Chairman John S.R. Shad of the Securities and Exchange Commission got an early stocking stuffer this month.

The SEC is a frequent host to roundtable discussions with leading figures in merger and investment circles to delve into the gyrations of the corporate takeover world.

But the SEC had no round table. Instead, participants have been arrayed around a box-shaped grouping of ordinary conference tables, creating problems of positional diplomacy.

If Shad is at the head, who must be placed the foot? Frederick H. Joseph, vice chairman of Drexel Burnham & Co., the junk bond specialists? Or former Citicorp chairman Walter B. Wriston? Or Andrew Sigler, chairman of Champion International and a spokesman for big business on takeover issues?
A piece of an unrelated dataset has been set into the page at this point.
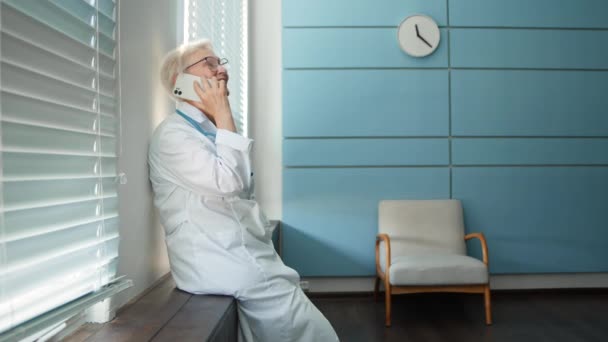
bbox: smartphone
[172,73,202,102]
How could the SEC avoid charges of favoritism?

Shad passed the word that he wanted a round table and pronto. But the government-issue version would have cost $3,000 or more, SEC spokesman Mary McCue said, a high price even for diplomacy.
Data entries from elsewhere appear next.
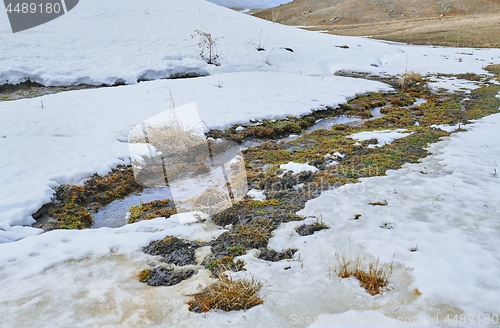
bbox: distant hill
[253,0,500,48]
[254,0,500,25]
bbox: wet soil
[140,267,196,287]
[143,236,200,266]
[258,248,297,262]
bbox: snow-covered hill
[1,0,499,86]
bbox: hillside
[254,0,500,47]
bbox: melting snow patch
[280,162,319,174]
[428,77,480,93]
[431,124,459,133]
[349,129,412,148]
[247,189,266,201]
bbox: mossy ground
[128,199,177,224]
[182,69,498,306]
[33,165,142,230]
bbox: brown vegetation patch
[295,220,330,236]
[33,165,142,230]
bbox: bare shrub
[192,29,222,65]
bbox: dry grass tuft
[335,253,393,296]
[188,274,264,312]
[191,187,233,216]
[138,119,207,159]
[397,71,423,91]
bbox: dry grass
[129,112,210,184]
[335,253,393,296]
[187,274,263,312]
[190,187,233,216]
[397,71,424,91]
[255,0,500,27]
[140,120,207,159]
[127,199,177,224]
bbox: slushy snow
[280,162,319,174]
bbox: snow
[0,0,499,326]
[247,189,267,200]
[428,76,481,93]
[296,113,500,324]
[1,1,499,86]
[349,129,413,148]
[280,162,319,174]
[431,124,460,133]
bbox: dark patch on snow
[142,267,196,287]
[258,248,297,262]
[144,236,200,266]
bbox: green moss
[205,256,245,274]
[49,201,93,230]
[463,85,500,121]
[227,245,246,257]
[248,199,281,208]
[128,204,144,223]
[139,269,151,282]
The SEC's staff came to the boss' rescue. A round table with room for a dozen or so people was constructed from hardware store plywood. A cover of dignified brown felt was attached. Price: $275, McCue said.

Members of the Council of Institutional Investors sat down with Shad and other SEC officials on Dec. 10 to inaugurate the piece of furniture. No complaints were heard about the order of seating.